From the beginning of the pandemic, I have strongly advised the use of vitamin D in the battle against COVID. Excellent research has found that you need a blood level of at least 50 ng/ml. Sadly, very few people get their blood tested for vitamin D. Past studies have generally found Americans have much lower levels.
Here is the big point. If public health agencies had pushed the wide use of vitamin D early in the pandemic, especially 5,000 units or more daily, there surely would have been virtually no pandemic. And no big need for COVID vaccines. It is a disgrace that governments worldwide have not promoted the use of D, and that physicians have not urged their patients to take it.
All this is inexplicable unless you see the evil influence of Big Pharma. All the US government officials who pushed vaccines over vitamin D, especially Fauci, should be criminally prosecuted.
Personally, I have been taking 8,000 units daily for some time, and when I pushed my doctor to order a test for D, my result was in the low 60s. In addition, to strengthen my immunity, I also take quercetin, zinc, and vitamin C. I also keep a supply of pills with a very high concentration of the key D chemical just in case of serious symptoms.
For those contemplating getting a vaccine or booster shot, it pays to seriously consider a high daily dose of D, including your children. Unlike vaccines with their multitude of serious adverse impacts, including death, there are no negative impacts of D. Note that even today, about 300 Americans are dying every day from COVID despite all the vaccine/booster shots. And if you choose the D strategy, please demand a blood test for D so you can confirm you are taking enough to get to at least 50 ng/ml in blood.
Below is a slightly edited set of conclusions of a very new, detailed review of D titled: Rapidly Increasing Serum 25(OH)D Boosts the Immune System, against Infections — Sepsis and COVID-19. It is not easy reading, but very high quality.

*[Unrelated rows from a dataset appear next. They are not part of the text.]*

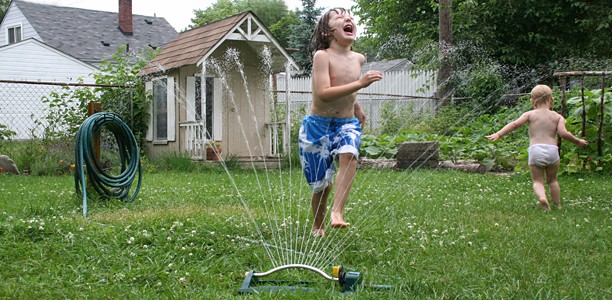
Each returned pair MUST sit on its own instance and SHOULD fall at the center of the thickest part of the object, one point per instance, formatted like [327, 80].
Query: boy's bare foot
[318, 232]
[337, 221]
[544, 205]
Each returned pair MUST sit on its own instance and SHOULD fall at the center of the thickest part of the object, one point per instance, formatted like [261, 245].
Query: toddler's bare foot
[337, 221]
[317, 232]
[544, 205]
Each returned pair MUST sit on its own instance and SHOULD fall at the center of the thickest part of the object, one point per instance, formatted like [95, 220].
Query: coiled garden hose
[105, 184]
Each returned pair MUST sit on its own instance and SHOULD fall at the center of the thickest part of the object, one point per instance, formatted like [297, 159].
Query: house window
[209, 103]
[160, 109]
[14, 34]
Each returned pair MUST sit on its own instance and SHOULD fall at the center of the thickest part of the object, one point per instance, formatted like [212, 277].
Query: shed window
[160, 109]
[14, 34]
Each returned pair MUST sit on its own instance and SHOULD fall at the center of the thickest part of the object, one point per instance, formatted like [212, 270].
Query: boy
[544, 125]
[333, 129]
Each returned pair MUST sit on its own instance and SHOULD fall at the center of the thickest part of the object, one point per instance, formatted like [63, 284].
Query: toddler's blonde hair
[541, 94]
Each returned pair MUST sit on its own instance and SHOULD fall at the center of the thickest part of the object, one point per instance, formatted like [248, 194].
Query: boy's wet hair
[541, 94]
[323, 34]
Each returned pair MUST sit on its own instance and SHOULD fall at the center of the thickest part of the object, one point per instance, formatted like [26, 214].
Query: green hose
[106, 185]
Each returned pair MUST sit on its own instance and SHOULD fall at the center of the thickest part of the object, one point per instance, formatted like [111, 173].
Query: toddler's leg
[553, 185]
[344, 181]
[537, 176]
[318, 204]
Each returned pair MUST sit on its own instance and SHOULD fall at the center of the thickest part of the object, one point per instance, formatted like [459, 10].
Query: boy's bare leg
[318, 204]
[537, 176]
[344, 181]
[553, 185]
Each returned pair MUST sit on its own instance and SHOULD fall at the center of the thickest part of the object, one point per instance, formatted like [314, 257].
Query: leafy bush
[461, 136]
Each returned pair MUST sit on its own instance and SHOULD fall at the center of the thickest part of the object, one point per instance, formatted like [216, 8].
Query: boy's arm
[359, 113]
[563, 133]
[510, 127]
[322, 82]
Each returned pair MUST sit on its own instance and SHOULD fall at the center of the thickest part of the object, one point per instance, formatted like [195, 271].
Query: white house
[53, 44]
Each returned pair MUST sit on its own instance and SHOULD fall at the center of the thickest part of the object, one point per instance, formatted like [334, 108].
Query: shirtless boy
[332, 130]
[544, 126]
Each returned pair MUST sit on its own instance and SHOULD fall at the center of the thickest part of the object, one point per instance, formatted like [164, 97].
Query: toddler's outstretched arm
[510, 127]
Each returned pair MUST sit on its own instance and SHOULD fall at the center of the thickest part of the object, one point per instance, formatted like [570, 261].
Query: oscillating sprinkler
[348, 281]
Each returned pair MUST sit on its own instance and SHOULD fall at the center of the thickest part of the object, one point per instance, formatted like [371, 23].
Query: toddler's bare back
[543, 124]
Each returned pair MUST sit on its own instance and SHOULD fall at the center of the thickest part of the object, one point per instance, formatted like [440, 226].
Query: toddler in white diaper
[544, 126]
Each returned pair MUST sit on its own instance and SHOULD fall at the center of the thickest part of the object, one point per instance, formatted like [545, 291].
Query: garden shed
[213, 85]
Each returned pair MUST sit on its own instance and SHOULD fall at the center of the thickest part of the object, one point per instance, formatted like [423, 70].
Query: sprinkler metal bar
[296, 266]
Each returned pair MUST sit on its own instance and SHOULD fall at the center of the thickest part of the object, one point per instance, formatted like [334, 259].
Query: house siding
[30, 60]
[15, 16]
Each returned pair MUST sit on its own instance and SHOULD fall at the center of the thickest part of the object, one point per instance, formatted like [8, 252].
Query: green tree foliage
[268, 11]
[119, 91]
[301, 36]
[395, 29]
[523, 32]
[283, 29]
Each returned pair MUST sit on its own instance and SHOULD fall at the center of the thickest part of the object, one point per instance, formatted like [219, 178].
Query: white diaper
[543, 155]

Conclusions from a review of the study:
A robust immune system is essential to overcome infections without complications. It depends on the adequate entry of vitamin D3 and 25(OH)D into immune cells for generating calcitriol. The latter required maintaining a serum 25(OH)D concentration of over 50 ng/mL
Therefore, to successfully manage and overcome an infectious epidemic or a pandemic, it is crucial to maintain the population’s serum 25(OH)D concentration above the mentioned therapeutic level. In acutely ill persons, especially those with vitamin D deficiency having infections, raising serum D3 and 25(OH)D concentrations quickly is paramount and life-saving. In these urgent situations, 0.5 to 1.0 mg of calcifediol can raise serum 25(OH)D concentrations above the minimum therapeutic levels of 50 ng/mL in four hours and boosts the immune system within a day that facilitates to overcome infections. While calcifediol raises serum 25(OH)D within hours, the oral administration of even high doses of vitamin D takes three to five days to raise serum 25(OH)D concentrations. This delay is due to its less efficient absorption than calcifediol and the need for vitamin D to undergo 25-hydroxylation in the liver, a rate-limiting step.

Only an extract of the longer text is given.